Transform2011: Designing Solutions. Inspiring Health.
September 11-13
Rochester, Minnesota
Core77 had an opportunity to speak with two of this year’s speakers: Doug Powell (AIGA and HealthSimple) and Maggie Breslin (Mayo Clinic Center for Innovation). Read on to hear more about their perspective on this year’s conference.
When Doug Powell’s daughter Maya was diagnosed with Type 1 diabetes, he and his wife Lisa Schwartz Powell embarked on a project to create a well-designed tool to help demystify and manage the disease. The result was Type1Tools, a kid-friendly, intuitive educational product with an emphasis on colorful graphics and simplified information. In 2005, the Powells created HealthSimple to bring their approach to a broader audience. As a designer who has worked to bridge the gap between design and the healthcare industry, Powell has a unique perspective on the ways that design can help shape the future of the healthcare industry. Powell explains the urgency and importance of bringing designers and healthcare professionals to the same table:
We need to illuminate to the embedded leaders in the healthcare community what the real opportunity is and the breadth of that opportunity. In certain pockets, design is being implemented and utilized really pretty effectively. For example, the Mayo Center for Innovation is really a leader in this space—in patient room design they look at what that environment is like and what opportunity is there to create an experience for the patient that has a potentially positive effect on their health. That’s revelatory; that’s really a huge, huge step. But, at the same time there’s lots of open opportunity for designers to effectively make our case. Thus far, we’ve done an okay job of that but we need to continually do better to refine our story, keep finding new ways to connect with that audience and introduce new examples of effective design in the healthcare space.
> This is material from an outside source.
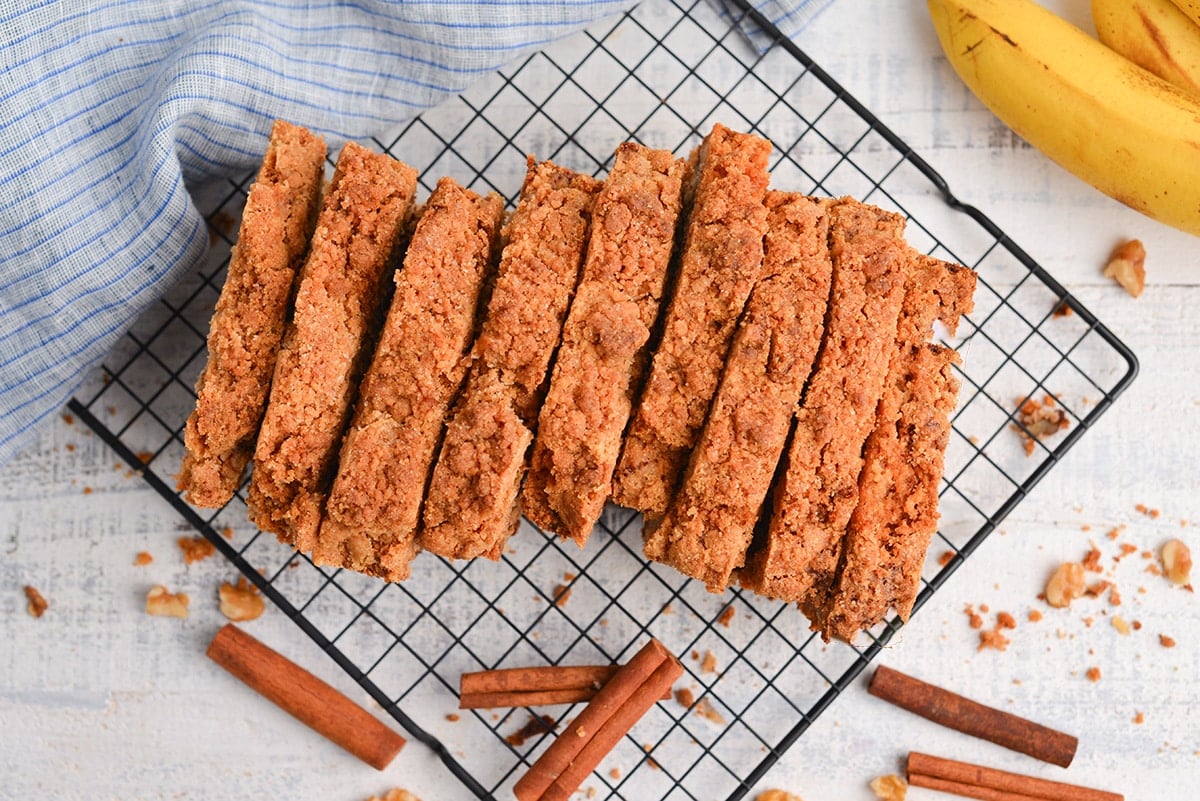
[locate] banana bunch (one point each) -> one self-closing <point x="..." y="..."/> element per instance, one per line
<point x="1121" y="128"/>
<point x="1153" y="34"/>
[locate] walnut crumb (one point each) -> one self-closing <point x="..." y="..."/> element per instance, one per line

Maggie Breslin, Senior Designer/Researcher at the Center for Innovation, pioneered the role at the Mayo Clinic in 2005. The organization was one of the first groups to embrace design as an inroad to healthcare solutions, bringing designers in-house in the mid-aughts. With a background in communication and media, Breslin brings a unique perspective to not only her role at the Center for Innovation, but also as a a designer. We spoke with Breslin about the importance of storytelling and the role of design in working to bring about new solutions for the healthcare delivery system.
Core77: Can you kind of tell us a little bit about just the importance of storytelling in your work, both as a designer and the Mayo Clinic?
Maggie Breslin: One of the sort of mini founding principles of the Center for Innovation is this real commitment to the idea that you can be multi-disciplinary and that any kind of solution to our healthcare delivery problem is going to come by bringing people together who haven’t normally been at the table to think about the problem and to think about solutions and to really engage each other in the way of advancing ideas.